Diciamo come stanno le cose. Il quarto Vangelo non è tanto di Giovanni, che ha l’ha messo per iscritto dopo anni e anni che era stato meditato e pregato nelle assemblee eucaristiche da parte di una vivace comunità di cristiani educati a una fede sempre più pura e matura nel Messaggio di Cristo.
Giovanni alla fine riceve l’incarico di mettere per iscritto quel Vangelo a lungo meditato, offrendoci così una visione diversa dall’ottica degli altri tre Evangelisti. Ogni episodio si sveste di quell’aspetto cronachistico che inizialmente è stato il rischio, anche sotto pressione di dire subito qualcosa di ciò che Gesù aveva detto e aveva fatto. I cristiani volevano sapere, ma, come dice lo stesso Paolo, quando si è bambini il cibo è per bambini, quando si diventa adulti il cibo è per adulti. Capiamo perché solo Giovanni narra l’incontro di Gesù con Nicodemo, con la donna di Samaria, le nozze di Cana, il miracolo del cieco nato, la risurrezione di Lazzaro, ecc.
E se è vero che la comunità di Giovanni sembra aver sviluppato in particolare due temi, quello della luce e quello della vita, non a caso c’è anzitutto il tema della luce, da cui viene la vita. Lo dicono anche gli scienziati: la vita proviene dalla Luce. E noi, creature, siamo luce, un riflesso di Dio Luce. E non basta: dentro di noi c’è una “scintilla divina”, che è lo spirito. Così dicono i Mistici medievali. Meglio credere a loro che ai teologi che discutono invano su Dio come fosse un oggetto di contesa tra francescani e domenicani, tra ante e post teisti, e così quando si trovano di fronte al Vangelo secondo Giovanni si trovano spiazzati, cercano di biascicare qualcosa, o, meglio, neppure tentano. Le loro idee sono così aggrovigliate che non sanno che pesci prendere. E così le pagine più belle di Giovanni si scolorano, perdono l’antico splendore, sono “segni” sotto cui gratta gratta questi teologi trovano solo un labirinto di supposizioni.

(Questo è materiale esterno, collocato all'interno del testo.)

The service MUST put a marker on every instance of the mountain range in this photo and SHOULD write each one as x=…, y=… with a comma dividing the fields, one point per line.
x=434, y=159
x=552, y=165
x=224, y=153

I Mistici ci insegnano che la Parola di Dio si genera e si ri-genera nel grembo vergine del proprio essere, perciò incontaminato, non ritoccato da quell’ego che, sotto le spoglie di un dottore della legge, con tanto di laurea sovrabbondante, è la maschera dell’inganno.
Quando leggo il Vangelo secondo Giovanni sento lo Spirito che mi sussurra: “Làsciati andare! Non fare resistenza! Non interporre qualche ombra per paura che io ti prenda fino alla follia!”.
Il Vangelo di Giovanni non è da leggere o, meglio, mentre lo si legge, ci si deve lasciare passivamente attrarre fino a gustare misticamente tutta la gioia di quella Grazia che prende per donarsi. Più prende, più si dona. Si prende lo spazio puro perciò libero, e lo riempie dello Spirito santificante.
Se dovessi dire queste cose ad una congrega di preti girovaghi, questi mi guarderebbero con occhi un po’ sonnolenti (sono stanchi per il troppo correre!), tutti concentrati a pensare a qualcosa di ancor più carnale, perché in fondo ciò che piace ai preti di oggi è quell’insieme di banalità elettrizzanti che li spingono anche a superare l’età della crisi. Se si immergessero almeno nella mistica giovannea, non pretendo che vadano oltre, ovvero riscoprano la Bellezza della Mistica medievale speculativa, forse le crisi si dissolverebbero come nebbia al Sole.
Assisteremo ancora a Messe quaresimali a dir poco invereconde. E poi ci lamentiamo che la gente non viene più in Chiesa?